Section 38 continued…

  • APIs (Application Programming Interfaces) – CRUD, REST and SOAP
    • NETCONF and RESTCONF are APIs specifically desigened to work with network devices.
    • CRUD – Create – Read – Update – Delete
    • SOAP – Simple Object Access Protocol
      • Statndared communicatoin protocol system taht permits processes using different OS like Linux and Windows to talk.
      • typically uses HTTP(S) and data is always formatted as XML
      • It has strict standard to adhere to
    • REST – Representational State Transfer
      • Is an architecture, not a protocol
        • Gives guidelines for structure and organization of an API
      • Support any transport and data format
      • Commonly uses http(s) as transport and commonly uses JSON (or XML) data formats
      • Typically has faster performation and is easier to use than SOAP
      • Contraints
        • Client- Server architecture
          • Send & response model
        • Uniform interface
        • Statelessness
          • no client context is stored on the sever between requests
        • Cacheability
          • responses need to be define cacheable or non-cacheable
        • Layered system
          • devices between client and server must be transparent
        • Optional – Code on demand
          • Server can temporarily extend or customze the functionality of a client by transferriing executable code.

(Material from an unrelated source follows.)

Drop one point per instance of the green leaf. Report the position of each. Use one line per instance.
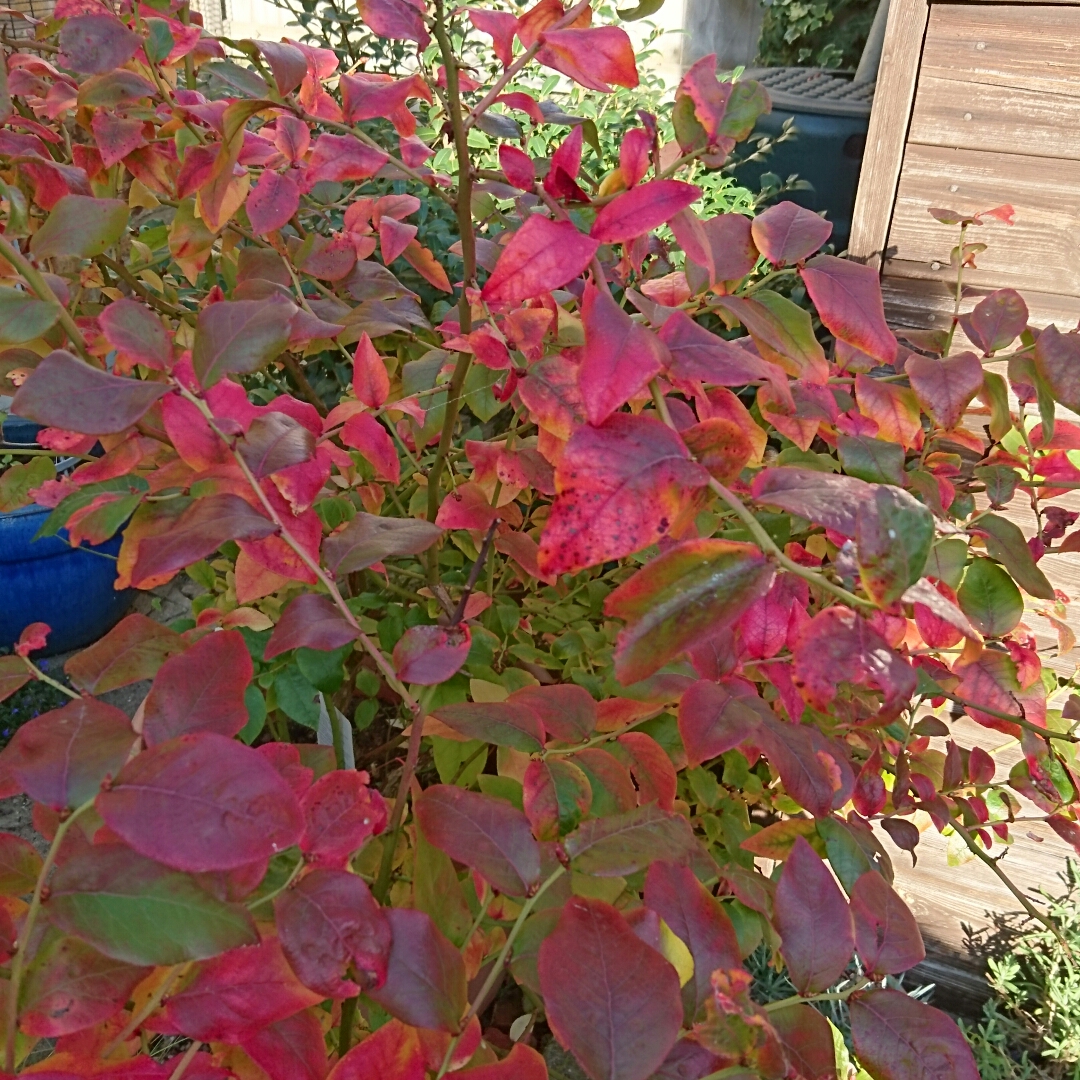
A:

      • REST Response Codes
        • Success 
          • 1xx: Informational
          • 2xx: Success
            • 200: OK
            • 201: Created
            • 204: No Content/Deleted
          • 3xx: Redirection
        • Errors
          • 4xx
            • 400: Bad request/malforned syntax
            • 401: Unauthorized
            • 403: Forbidden
            • 404: Not Found
          • 5xx: Server Error
            • 400: Internal Server Error
          • Responses to Get requests include data in the body
          • Headers can also be included in the response
  • Configuration managemetn Tools
    • System to make managing large number of devices easy
    • Automate many different systems from one location
    • Popular free options (Enterprise paid options)
      • Ansible
        • Any machine with python 2 or 3 
        • Agentless
        • Push Model
        • Uses SSH by default
        • Simpler than othe tools
        • Modules are pre-built python scripts
        • Inventory files define all hosts to be managed
        • Playbooks are YAML files that outline the instructions it needs to run
      • Puppet
        • Uses agent on the target
        • Runs on Linux
        • Pull model so agent checks in every 30 minutes by default
        • Programmed in Tuby
        • Proprietary DSL rather than YAML
        • ‘Manifest’ defines the device’s properties
        • Can check config consistency
      • Chef
        • Uses agent on the target
        • Pull model
        • Programmed in Ruby
        • Terminology is Cook Book > Recipe
    • Automate provisioning an deployment of servers and network devices
    • Require little program knowldege
    • Development practices
      • version control
      • testing
  • SDN – Software Defined Networking
    • Router and Switch Planes
      • Data (Forwarding) Plane: Traffic which is forwarded through the device
      • Control Plane: Makes decisions about how to forward traffic.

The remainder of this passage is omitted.